You have the right to receive the personal data concerning you, which you have provided to us, in a structured, commonly used and machine-readable format and have the right to transmit those data to another controller without hindrance, where:

  1. the processing is based on consent pursuant to point (a) of Article 6 (1) or point (a) of Article 9 (2), or on a contract pursuant to point (b) of Article 6 (1) of the GDPR; and
  2. the processing is carried out by automated means.

In exercising your right to data portability pursuant to section 1, you have the right to have the personal data transmitted directly to another controller, where technically feasible.

5.6 – Right to object

You have the right to object, on grounds relating to your particular situation, at any time to processing of personal data concerning you which is based on point (e) or (f) of Article 6 (1) of the GDPR.

Where personal data are processed for direct marketing purposes, you have the right to object at any time to processing of your personal data for such marketing.

5.7 – Right to withdraw consent under data protection law

You have the right to withdraw your consent to processing of personal data at any time.

5.8 – Right to lodge a complaint with a supervisory authority

You have the right to lodge a complaint with a supervisory authority if you consider that the processing of your personal data is unlawful. The competent authority in France is the CNIL. You can submit an electronic request to this body by clicking on the following link: https://www.cnil.fr/fr/plaintes/internet.

6 – Data security

We make every effort to ensure the security of your data within the framework of prevailing data protection law and technological possibilities.
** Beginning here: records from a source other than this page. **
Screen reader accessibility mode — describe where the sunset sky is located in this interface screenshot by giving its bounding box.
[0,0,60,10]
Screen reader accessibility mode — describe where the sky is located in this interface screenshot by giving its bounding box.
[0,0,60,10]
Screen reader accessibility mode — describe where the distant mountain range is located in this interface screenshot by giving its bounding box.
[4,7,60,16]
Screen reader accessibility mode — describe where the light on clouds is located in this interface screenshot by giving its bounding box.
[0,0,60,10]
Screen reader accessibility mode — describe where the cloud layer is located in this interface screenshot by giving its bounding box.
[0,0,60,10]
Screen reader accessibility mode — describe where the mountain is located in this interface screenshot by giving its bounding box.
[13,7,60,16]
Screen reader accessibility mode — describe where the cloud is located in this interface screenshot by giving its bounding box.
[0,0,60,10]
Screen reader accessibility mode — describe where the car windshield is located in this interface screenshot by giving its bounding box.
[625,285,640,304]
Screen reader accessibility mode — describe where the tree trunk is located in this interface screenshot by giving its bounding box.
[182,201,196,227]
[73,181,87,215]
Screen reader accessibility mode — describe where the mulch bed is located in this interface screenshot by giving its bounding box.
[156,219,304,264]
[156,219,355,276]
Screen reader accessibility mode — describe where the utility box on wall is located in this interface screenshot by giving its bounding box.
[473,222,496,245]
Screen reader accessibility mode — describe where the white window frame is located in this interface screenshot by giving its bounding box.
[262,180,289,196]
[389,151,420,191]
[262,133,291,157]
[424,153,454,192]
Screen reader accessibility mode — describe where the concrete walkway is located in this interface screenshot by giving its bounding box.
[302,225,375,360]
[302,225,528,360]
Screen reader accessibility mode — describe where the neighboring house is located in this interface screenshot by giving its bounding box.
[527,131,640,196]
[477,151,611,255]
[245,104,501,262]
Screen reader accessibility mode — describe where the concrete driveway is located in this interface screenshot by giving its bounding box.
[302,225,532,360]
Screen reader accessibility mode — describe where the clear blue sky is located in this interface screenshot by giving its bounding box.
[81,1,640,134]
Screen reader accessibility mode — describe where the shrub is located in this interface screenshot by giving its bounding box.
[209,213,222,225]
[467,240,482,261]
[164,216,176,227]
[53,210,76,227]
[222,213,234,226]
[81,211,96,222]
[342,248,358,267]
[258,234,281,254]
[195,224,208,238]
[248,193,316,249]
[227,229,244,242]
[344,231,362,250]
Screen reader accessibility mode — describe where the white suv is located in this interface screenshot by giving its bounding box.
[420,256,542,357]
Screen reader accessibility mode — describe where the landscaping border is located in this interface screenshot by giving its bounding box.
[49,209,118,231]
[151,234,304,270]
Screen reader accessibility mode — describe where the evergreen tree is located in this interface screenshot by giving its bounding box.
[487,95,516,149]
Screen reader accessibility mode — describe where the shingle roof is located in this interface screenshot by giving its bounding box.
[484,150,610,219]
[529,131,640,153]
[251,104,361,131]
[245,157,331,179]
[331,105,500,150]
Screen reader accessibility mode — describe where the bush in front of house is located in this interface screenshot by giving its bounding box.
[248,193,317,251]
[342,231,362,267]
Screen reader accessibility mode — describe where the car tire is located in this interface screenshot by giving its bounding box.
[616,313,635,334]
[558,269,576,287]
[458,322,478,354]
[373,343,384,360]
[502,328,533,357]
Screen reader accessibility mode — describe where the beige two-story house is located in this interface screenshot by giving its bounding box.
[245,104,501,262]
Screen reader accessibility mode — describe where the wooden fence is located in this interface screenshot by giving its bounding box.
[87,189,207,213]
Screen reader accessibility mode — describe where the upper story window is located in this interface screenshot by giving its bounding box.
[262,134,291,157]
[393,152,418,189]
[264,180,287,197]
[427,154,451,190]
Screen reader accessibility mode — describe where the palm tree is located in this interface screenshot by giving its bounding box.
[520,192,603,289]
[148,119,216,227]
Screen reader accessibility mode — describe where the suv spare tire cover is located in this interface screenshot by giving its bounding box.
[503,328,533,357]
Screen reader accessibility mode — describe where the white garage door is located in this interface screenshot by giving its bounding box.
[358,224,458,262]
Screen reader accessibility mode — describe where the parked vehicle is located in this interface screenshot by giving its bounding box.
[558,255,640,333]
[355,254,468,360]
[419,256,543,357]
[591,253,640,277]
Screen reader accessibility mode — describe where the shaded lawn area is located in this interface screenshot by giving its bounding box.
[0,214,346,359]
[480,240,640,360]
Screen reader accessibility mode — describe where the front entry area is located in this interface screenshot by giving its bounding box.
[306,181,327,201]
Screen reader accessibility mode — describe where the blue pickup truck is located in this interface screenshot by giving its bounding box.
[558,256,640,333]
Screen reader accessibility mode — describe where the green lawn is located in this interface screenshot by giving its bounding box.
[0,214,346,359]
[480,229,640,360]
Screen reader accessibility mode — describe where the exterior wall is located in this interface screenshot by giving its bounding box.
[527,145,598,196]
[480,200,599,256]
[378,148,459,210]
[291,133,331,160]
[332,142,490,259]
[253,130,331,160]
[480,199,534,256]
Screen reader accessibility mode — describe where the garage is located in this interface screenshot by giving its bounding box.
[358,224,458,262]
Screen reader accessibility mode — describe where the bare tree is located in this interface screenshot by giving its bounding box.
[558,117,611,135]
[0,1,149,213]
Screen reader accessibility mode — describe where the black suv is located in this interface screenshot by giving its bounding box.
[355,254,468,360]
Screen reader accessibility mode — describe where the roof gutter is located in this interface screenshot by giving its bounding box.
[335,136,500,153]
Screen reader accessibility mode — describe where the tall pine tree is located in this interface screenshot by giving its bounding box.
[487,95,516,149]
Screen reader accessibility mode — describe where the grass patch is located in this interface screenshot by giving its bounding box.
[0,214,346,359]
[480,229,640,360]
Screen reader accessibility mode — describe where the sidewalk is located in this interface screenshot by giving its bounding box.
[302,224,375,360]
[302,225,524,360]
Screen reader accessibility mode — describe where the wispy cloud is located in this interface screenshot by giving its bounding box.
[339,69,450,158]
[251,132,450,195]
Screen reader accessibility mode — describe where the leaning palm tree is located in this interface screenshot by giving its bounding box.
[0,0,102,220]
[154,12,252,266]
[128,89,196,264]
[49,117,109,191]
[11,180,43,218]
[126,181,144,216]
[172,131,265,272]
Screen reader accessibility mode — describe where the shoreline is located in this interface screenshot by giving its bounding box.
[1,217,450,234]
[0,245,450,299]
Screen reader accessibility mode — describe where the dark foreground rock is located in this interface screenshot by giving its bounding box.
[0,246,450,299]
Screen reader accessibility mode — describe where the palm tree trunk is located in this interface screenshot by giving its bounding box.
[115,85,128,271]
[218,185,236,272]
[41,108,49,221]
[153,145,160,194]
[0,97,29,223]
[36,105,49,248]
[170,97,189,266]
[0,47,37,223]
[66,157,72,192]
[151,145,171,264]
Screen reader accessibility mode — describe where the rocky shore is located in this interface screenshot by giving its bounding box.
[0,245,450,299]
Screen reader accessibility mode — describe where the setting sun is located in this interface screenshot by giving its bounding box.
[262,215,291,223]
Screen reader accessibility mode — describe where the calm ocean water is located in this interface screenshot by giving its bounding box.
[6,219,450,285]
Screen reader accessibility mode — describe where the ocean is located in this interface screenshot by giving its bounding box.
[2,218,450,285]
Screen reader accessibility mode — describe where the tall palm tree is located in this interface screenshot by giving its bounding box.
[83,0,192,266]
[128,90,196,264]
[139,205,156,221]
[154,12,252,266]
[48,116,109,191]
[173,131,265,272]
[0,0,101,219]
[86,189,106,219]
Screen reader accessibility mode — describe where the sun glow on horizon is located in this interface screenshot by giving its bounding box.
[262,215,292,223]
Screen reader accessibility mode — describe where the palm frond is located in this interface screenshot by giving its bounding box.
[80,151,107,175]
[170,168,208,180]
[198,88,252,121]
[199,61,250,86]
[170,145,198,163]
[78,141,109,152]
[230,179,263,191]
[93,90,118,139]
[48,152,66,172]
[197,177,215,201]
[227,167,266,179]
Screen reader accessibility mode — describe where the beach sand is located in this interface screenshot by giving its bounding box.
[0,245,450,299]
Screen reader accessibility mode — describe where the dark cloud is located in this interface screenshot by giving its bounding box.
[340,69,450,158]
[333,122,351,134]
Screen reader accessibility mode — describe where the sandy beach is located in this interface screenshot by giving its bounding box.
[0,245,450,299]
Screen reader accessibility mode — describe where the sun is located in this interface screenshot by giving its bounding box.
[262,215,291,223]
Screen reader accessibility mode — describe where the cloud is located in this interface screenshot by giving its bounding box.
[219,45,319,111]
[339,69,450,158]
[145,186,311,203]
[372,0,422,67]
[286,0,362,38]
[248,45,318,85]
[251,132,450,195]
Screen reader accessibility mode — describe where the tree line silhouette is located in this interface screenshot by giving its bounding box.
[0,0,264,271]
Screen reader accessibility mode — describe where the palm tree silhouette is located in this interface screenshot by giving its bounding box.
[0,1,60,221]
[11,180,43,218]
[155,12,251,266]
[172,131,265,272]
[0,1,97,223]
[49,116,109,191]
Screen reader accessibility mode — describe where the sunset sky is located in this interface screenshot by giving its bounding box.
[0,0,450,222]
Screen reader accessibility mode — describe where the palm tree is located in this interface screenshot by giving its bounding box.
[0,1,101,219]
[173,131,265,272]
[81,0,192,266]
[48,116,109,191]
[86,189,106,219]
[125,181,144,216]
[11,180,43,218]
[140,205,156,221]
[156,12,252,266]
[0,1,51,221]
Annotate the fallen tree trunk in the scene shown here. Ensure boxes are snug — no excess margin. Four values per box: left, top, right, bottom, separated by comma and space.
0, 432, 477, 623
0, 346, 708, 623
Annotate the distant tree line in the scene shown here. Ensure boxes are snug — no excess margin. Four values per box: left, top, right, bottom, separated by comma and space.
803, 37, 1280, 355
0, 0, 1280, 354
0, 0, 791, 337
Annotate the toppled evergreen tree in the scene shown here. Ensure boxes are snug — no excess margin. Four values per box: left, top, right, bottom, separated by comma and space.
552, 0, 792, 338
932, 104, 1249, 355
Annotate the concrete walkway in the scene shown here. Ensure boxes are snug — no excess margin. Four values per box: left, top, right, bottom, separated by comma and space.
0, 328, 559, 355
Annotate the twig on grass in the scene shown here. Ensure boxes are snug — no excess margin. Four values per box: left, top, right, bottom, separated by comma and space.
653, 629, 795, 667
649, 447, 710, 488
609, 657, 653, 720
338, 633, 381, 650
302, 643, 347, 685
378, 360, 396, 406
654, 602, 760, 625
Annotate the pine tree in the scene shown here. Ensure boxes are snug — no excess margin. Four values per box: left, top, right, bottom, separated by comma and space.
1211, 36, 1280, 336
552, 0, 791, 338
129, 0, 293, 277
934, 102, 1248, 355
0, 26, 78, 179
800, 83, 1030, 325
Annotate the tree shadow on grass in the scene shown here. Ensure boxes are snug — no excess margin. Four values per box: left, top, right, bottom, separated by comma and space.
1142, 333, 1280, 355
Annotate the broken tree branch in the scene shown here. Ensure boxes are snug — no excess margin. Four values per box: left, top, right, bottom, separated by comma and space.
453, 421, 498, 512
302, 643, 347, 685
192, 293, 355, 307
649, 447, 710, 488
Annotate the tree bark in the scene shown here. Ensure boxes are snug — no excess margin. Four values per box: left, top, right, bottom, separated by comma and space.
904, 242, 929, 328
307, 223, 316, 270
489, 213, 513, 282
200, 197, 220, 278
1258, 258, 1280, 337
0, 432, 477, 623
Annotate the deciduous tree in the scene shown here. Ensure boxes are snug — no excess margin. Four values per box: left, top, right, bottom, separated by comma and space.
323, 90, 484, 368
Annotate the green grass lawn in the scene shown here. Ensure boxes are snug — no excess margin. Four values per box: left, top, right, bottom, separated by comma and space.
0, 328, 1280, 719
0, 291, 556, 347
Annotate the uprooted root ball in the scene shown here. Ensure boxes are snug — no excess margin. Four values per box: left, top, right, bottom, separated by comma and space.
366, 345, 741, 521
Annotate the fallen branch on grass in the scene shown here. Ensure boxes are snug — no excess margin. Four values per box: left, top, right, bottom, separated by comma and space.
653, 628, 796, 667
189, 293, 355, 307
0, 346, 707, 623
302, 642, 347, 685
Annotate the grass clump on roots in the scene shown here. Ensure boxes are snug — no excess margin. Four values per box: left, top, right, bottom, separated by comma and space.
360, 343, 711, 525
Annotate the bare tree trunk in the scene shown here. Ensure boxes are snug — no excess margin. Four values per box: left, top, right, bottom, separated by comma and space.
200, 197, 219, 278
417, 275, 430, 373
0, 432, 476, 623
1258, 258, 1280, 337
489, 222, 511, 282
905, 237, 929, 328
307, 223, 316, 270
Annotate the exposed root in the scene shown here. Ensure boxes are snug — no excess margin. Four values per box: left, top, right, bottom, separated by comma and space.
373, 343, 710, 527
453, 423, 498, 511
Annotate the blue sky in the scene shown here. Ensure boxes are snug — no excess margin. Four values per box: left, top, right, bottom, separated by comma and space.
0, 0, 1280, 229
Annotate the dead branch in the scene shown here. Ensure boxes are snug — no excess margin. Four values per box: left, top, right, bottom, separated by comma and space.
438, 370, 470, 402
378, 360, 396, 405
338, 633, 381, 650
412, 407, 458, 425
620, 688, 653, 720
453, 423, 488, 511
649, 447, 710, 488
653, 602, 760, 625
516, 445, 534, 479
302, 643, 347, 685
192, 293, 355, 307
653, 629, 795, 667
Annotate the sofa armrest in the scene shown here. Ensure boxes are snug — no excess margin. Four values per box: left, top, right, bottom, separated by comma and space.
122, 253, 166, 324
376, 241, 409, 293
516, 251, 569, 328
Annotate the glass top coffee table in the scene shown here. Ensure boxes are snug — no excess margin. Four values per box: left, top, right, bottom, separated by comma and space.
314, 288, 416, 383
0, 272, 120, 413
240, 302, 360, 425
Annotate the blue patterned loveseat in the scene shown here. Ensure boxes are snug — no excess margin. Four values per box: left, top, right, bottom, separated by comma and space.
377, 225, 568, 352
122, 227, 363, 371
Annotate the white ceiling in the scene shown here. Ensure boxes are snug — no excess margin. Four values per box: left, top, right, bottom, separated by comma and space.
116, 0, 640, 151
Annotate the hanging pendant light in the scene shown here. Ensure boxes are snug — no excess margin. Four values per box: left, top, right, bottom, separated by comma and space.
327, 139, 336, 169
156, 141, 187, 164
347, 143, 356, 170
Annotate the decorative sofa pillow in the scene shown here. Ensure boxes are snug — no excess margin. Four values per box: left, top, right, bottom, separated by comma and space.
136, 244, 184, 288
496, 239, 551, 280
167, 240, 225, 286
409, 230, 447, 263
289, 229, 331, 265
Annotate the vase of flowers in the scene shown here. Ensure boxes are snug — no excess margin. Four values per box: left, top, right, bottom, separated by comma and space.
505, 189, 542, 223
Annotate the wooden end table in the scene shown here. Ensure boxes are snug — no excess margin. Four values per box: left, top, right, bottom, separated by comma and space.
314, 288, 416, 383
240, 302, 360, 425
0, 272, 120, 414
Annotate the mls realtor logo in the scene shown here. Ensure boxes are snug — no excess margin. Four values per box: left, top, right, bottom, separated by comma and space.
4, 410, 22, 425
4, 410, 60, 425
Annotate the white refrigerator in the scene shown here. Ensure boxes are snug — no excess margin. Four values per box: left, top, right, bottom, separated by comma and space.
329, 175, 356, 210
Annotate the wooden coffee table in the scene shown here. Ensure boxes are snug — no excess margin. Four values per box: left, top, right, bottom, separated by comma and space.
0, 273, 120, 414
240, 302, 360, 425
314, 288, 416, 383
To process your data securely, we implement appropriate technical and organisational measures, such as the pseudonymisation and encryption of personal data, pursuant to Article 32 of the GDPR. These measures are constantly adapted to the current state of technology. We ensure to make regular backups of the servers we use.

7 – Data transfer to third parties

As a rule, we only use your personal data in our company.

In the event that we call on third parties in connection with the execution of contracts, we disclose only the personal data necessary for the corresponding services.

In the event that we outsource certain parts of the data processing, our sub-contractors sign a data protection and confidentiality declaration, in which they undertake to use confidential and personal data only in accordance with the requirements of data protection laws and to ensure the protection of the rights of the data subject concerned.